AbstractIn the Turkish sector of the Afro-Eurasian collision zone, continuing northward motion of the Arabian promontory is extruding the Anatolian region to the west. Although the East Anatolian Fault Zone (EAFZ) is recognized as the southern boundary of this tectonic escape, distributed deformation is occurring across a broad zone extending for at least 300 km to the northwest, which includes a number of major dextral and sinistral fault lineaments. The longest of these lineaments is the Ecemiş Fault Zone, although the long-term significance of deformation, and specifically strike-slip, across this zone is disputed. This zone is also the locus of major volcanic activity in the Kayseri region. The present paper reports a palaeomagnetic study of young (1–2 Ma) lava flows which has aimed to identify recent block rotations resulting from regional deformation in this region. Rock magnetism shows the lavas to be dominated by low-Ti magnetite assemblages of primary cooling related origin. Although grain properties are predominantly multidomain, significant fractions of single domains are always present and responsible for a stable thermoremanence of normal and reversed polarity. Whilst group mean directions show that the blocks in this sector of Anatolia show the typical counterclockwise rotation resulting from tectonic escape, in this case by c. 10° during the last 1 Ma, larger differential rotations in both senses are identified across the Sultansazhği Depression. Comparable differential rotations recorded by the 2.8 ± 0.2 Ma Incesu Ignimbrite have resulted from the pull-apart in this sector of the Ecemiş Zone which has accommodated emplacement of the Erciyes volcanic centre since the termination of ignimbrite activity.

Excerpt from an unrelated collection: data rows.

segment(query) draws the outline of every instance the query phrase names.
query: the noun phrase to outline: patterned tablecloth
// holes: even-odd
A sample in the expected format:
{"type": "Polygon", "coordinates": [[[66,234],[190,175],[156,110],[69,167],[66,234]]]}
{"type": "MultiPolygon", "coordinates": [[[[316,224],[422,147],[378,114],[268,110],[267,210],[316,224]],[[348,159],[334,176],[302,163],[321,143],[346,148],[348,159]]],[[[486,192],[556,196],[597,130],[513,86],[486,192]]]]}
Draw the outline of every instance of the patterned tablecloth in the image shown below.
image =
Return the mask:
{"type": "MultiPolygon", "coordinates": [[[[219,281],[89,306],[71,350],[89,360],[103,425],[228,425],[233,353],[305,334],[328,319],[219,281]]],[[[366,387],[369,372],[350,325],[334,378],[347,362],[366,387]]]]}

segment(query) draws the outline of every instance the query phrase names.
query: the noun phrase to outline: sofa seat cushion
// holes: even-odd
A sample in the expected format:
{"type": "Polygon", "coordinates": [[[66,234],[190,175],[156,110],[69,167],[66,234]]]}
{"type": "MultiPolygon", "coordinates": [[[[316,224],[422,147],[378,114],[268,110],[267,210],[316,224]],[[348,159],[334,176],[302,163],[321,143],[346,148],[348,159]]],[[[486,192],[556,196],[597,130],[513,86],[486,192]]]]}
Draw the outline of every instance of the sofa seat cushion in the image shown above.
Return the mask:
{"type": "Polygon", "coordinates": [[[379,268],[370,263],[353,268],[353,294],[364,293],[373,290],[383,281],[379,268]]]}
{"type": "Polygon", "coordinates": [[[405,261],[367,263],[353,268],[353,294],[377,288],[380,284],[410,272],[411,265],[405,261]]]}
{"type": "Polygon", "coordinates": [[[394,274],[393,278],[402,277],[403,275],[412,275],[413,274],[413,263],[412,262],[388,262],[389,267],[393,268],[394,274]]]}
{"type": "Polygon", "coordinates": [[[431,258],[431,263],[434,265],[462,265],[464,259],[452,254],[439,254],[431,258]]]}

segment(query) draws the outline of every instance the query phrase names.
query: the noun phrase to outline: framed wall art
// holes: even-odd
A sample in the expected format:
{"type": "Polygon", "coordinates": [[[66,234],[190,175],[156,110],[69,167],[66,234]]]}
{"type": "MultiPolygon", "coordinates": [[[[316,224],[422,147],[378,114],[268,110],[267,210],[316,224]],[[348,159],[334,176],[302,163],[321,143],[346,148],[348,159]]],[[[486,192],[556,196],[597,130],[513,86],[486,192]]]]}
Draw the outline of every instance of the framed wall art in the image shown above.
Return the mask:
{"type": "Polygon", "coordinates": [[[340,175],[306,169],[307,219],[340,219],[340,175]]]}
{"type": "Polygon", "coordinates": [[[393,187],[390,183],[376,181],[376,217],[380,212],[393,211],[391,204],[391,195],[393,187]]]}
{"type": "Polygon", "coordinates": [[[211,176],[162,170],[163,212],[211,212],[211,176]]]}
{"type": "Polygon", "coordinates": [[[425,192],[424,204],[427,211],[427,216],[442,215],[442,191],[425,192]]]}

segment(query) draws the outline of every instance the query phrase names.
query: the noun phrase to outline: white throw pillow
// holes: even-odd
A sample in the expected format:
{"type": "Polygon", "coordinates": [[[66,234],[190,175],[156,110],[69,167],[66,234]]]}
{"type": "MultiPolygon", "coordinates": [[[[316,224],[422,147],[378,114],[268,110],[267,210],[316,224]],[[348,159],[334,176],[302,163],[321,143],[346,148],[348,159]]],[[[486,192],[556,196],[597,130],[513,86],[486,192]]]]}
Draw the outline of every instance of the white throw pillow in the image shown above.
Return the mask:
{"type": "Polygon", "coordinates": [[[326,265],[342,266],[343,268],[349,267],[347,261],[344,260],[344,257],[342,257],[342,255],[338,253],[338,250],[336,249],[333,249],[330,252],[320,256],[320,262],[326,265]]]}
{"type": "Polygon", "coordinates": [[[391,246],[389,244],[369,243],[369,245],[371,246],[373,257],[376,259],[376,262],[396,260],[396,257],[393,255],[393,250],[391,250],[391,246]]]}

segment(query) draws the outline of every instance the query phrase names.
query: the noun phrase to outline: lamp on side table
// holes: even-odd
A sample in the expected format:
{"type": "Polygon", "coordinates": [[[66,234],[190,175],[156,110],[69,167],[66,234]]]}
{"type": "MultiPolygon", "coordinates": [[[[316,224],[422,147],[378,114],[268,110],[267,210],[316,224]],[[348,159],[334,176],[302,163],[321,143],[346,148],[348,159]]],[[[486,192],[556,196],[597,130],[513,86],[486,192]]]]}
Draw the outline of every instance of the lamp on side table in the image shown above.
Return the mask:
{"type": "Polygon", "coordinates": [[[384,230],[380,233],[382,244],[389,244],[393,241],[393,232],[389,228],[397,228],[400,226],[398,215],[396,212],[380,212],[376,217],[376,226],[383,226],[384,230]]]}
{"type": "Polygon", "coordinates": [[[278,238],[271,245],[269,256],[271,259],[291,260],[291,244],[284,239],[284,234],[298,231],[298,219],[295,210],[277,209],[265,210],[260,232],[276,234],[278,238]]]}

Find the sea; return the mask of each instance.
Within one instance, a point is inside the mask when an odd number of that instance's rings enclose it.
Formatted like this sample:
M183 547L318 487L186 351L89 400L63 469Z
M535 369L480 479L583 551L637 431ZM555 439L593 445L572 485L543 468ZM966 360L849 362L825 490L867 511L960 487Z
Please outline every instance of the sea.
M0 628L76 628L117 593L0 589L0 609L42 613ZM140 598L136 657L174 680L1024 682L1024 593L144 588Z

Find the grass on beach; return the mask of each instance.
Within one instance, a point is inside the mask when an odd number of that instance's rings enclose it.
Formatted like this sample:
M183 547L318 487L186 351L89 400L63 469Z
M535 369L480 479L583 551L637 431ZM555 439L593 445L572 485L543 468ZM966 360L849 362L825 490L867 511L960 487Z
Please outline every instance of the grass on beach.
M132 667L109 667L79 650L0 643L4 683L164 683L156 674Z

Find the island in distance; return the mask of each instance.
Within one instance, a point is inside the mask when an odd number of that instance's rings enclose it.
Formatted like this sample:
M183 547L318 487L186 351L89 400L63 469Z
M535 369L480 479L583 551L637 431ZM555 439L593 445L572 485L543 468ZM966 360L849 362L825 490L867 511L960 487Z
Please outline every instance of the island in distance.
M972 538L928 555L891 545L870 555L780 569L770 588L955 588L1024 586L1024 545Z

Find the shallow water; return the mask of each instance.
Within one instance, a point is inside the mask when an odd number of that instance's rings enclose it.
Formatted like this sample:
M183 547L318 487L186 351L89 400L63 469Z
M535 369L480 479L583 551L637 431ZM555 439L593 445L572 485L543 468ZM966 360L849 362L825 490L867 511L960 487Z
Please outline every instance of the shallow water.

Within the wedge-shaped terrane confined between the EAFZ in the south and the North Anatolian Fault Zone in the north, the degree of counterclockwise rotation during tectonic escape within the last 2–3 Ma has diminished from c. 25° in the east to c. 10° towards the southwest. This corresponds to a transition from highly strained to a less-strained lithosphere as the width of the semi-plastic Anatolian terranes confined between the Arabian-Eurasian pincer broadens out to the west.